Okur,yazar durmadan çizerdi.Okuduklarını,izlediklerini küçük şirin etiketli defterlerine yazardı,kritik yapardı.Uykuluğunun içinde akreple yelkovanın anlaşılmayan savaşını hiçe sayarak,uyaklı düşler biriktirirdi ve onları uğur böcekli kutusunda saklardı.Bazen boyarken o dünyayı,acıdan,göz yaşından o boyaların kabuk kabuk olduğunu görürdü.Tıpkı duvardaki boyaların nemden kabuklanıp kalkması gibi.Bunu hissettiğinde farklı bir renkle boyuyordu o dünyayı ve o sıra hep o renk ağırlıklı giyiniyordu.Her şeyin bir lisanı vardı,her lahzanın,her rengin,her bakışın...
Bir sabah uyandığında o kurak şehirde,ansızın güneşin kendi yönünden doğduğunu düşündü.Bir zarf ,her şeyin şeklini değiştirdi,yalpalamadan durmaya çalıştı,dik tuttu başını.Şaşırdı,dili tutuldu.Kendisine uzanan bir fırsat,hayatının çehresini değiştirdi.

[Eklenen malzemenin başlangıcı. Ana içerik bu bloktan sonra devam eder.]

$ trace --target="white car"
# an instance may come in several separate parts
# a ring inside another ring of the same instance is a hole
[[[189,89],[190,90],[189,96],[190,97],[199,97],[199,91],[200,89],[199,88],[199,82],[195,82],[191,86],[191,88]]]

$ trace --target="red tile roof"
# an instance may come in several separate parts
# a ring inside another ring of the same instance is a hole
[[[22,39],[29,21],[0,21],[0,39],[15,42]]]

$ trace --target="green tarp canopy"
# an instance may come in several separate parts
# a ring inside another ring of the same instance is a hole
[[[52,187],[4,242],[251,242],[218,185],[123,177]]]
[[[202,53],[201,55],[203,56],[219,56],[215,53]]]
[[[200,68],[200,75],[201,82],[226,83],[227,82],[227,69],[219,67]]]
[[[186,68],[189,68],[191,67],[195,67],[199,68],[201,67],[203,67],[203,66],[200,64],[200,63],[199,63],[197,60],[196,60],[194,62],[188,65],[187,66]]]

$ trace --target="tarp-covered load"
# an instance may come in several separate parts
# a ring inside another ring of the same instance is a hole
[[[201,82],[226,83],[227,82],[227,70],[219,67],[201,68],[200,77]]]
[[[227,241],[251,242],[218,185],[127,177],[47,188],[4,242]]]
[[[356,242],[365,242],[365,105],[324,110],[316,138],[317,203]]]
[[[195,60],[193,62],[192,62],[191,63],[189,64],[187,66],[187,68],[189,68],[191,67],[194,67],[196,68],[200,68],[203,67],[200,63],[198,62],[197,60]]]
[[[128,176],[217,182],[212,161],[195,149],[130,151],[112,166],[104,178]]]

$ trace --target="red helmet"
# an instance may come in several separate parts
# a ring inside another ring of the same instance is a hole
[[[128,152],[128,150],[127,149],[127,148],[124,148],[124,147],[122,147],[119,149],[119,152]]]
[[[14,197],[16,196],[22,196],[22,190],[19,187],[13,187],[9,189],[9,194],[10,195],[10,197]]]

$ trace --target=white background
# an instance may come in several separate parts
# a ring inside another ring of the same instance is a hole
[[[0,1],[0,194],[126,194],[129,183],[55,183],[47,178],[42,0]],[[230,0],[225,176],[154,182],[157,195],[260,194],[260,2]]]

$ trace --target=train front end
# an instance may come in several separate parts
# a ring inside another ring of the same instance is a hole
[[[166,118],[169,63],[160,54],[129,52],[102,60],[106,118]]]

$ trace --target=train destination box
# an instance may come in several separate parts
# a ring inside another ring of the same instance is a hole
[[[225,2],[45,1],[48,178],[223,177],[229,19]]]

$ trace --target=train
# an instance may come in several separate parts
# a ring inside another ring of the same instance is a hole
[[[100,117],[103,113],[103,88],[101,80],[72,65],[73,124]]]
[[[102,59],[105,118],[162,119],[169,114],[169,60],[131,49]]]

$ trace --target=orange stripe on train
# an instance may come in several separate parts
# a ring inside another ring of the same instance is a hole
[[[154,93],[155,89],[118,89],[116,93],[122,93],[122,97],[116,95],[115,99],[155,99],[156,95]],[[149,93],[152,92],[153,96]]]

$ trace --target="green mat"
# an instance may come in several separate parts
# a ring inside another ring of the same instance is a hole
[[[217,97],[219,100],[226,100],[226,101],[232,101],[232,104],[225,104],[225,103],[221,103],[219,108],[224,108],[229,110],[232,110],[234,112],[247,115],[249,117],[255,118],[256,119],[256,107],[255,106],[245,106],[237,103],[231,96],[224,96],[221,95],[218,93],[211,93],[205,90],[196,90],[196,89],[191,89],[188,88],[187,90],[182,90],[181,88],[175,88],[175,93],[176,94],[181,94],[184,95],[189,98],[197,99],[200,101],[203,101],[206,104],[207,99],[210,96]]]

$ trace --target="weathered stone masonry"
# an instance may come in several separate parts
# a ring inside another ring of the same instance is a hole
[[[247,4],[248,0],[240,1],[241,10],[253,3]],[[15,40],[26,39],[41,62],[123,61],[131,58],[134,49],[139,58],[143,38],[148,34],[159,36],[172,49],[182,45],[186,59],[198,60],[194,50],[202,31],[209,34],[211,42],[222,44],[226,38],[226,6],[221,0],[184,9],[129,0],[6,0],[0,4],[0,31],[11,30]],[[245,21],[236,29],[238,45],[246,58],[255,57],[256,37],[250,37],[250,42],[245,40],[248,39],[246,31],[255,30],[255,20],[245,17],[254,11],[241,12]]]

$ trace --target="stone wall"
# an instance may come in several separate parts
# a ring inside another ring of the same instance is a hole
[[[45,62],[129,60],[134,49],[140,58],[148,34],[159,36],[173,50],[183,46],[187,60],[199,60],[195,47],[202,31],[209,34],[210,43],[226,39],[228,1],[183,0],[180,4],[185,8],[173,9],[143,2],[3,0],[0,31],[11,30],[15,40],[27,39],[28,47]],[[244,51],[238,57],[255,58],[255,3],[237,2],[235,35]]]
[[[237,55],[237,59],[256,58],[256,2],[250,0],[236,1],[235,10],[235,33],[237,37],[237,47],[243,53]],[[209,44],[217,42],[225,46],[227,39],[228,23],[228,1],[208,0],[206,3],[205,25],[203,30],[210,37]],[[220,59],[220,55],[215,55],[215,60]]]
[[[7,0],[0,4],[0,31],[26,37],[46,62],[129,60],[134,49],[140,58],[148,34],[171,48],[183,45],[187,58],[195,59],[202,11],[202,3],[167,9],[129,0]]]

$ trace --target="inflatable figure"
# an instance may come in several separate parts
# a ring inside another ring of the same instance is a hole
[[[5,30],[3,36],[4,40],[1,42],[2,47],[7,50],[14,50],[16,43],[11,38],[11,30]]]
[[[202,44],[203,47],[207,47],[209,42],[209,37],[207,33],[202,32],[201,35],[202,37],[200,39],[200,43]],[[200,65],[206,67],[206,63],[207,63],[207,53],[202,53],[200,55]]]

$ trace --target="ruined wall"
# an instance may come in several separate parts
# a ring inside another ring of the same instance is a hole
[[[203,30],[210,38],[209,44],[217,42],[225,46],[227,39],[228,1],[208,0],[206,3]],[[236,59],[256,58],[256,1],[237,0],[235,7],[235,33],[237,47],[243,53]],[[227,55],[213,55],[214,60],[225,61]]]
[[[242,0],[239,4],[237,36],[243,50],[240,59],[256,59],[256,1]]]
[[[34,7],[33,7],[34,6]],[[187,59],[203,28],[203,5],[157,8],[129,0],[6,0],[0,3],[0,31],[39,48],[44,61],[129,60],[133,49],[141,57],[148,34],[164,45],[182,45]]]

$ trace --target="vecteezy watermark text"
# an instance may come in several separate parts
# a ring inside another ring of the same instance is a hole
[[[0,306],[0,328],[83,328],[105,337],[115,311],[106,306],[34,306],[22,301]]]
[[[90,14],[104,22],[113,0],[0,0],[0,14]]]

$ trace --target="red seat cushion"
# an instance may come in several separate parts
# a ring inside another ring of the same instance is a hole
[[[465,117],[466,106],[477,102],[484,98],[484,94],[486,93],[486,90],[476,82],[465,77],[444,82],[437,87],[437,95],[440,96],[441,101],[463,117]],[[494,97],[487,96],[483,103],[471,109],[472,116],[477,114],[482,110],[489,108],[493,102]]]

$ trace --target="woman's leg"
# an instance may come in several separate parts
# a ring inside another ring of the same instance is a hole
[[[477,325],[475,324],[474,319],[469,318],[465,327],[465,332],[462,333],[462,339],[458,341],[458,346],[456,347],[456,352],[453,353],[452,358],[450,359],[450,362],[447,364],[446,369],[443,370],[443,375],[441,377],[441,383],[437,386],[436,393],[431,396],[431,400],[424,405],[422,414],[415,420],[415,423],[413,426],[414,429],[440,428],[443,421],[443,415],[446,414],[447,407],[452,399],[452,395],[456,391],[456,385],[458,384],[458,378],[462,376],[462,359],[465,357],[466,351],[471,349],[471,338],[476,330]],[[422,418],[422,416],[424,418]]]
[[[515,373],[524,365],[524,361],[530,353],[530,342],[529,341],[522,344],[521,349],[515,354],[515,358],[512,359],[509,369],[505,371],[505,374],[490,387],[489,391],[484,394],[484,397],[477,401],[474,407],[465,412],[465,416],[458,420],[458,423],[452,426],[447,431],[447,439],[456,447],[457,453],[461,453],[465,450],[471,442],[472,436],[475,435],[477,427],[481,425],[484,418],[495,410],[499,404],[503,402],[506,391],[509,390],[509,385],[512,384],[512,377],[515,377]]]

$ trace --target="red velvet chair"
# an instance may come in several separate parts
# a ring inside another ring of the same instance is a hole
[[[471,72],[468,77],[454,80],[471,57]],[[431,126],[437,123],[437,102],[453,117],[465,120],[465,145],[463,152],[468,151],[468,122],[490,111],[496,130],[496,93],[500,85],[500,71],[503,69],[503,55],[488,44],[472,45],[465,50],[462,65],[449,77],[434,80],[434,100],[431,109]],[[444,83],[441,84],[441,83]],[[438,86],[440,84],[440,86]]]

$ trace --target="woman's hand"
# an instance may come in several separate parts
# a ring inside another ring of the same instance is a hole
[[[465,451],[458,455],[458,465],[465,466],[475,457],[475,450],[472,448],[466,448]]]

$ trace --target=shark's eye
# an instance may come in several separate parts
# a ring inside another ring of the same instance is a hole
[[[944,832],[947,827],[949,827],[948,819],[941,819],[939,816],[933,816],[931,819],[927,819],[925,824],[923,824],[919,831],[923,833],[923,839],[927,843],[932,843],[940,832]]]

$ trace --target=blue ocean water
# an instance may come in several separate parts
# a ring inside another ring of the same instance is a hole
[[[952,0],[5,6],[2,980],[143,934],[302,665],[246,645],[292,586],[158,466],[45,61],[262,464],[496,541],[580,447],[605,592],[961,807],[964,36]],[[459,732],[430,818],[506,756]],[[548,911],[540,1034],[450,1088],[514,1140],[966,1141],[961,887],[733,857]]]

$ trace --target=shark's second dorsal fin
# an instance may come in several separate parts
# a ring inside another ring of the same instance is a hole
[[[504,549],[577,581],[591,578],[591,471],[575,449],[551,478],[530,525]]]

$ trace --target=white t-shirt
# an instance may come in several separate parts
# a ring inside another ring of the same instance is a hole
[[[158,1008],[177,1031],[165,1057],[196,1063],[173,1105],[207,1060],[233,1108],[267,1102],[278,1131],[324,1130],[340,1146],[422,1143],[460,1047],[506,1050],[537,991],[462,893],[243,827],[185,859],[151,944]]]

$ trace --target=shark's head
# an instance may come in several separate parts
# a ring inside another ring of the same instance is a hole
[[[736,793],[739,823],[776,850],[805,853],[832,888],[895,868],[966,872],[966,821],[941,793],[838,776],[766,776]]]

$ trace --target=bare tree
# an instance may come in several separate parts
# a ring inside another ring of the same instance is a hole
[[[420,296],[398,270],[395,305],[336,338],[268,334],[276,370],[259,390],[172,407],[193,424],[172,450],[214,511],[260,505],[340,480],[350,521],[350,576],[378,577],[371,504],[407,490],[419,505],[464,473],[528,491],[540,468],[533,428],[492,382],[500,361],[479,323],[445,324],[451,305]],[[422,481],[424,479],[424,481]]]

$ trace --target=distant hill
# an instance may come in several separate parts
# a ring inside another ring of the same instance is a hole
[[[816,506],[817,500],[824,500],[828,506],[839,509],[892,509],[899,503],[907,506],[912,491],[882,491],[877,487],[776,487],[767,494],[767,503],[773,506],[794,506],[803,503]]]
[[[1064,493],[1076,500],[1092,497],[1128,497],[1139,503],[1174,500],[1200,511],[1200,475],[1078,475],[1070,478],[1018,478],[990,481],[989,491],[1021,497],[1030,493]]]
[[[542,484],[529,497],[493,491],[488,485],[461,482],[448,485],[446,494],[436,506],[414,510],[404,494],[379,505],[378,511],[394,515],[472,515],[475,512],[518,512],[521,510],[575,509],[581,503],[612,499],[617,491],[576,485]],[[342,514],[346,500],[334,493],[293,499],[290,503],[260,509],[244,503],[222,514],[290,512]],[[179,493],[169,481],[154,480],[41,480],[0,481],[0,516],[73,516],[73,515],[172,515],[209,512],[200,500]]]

Hazırlandı titizlikle,kahverengi evin bütün kapılarını,pencerelerini kapattı.Büyük bir bavula eşyalarını doldurdu.Kırmızı rujunu,siyah göz kalemini ustalıkla,bir çırpıda sürdü.Topuklu ayakkabılarını giydi,not,mektup bırakmadı.Törenli vedaları oldum olası sevmezdi zaten.Öyle,anahtarını almadan çekti kapıyı.Pasaportu,kimliği her şeyi tamdı,bir taksi çağırıp hava alanına doğru yollandı,o dar sokağın tortullaşmış anılarınca...
O,küçükken kırmızı rugan ayakkabıları ile koşan,saçları bukle bukle,annemin ısrarla elini sıkı tut dediği kişiydi.
O,hep elini tuttuğum ama ona çizilen yolu tutamadığım,o yola hiç bir sokak açamadığım kişiydi.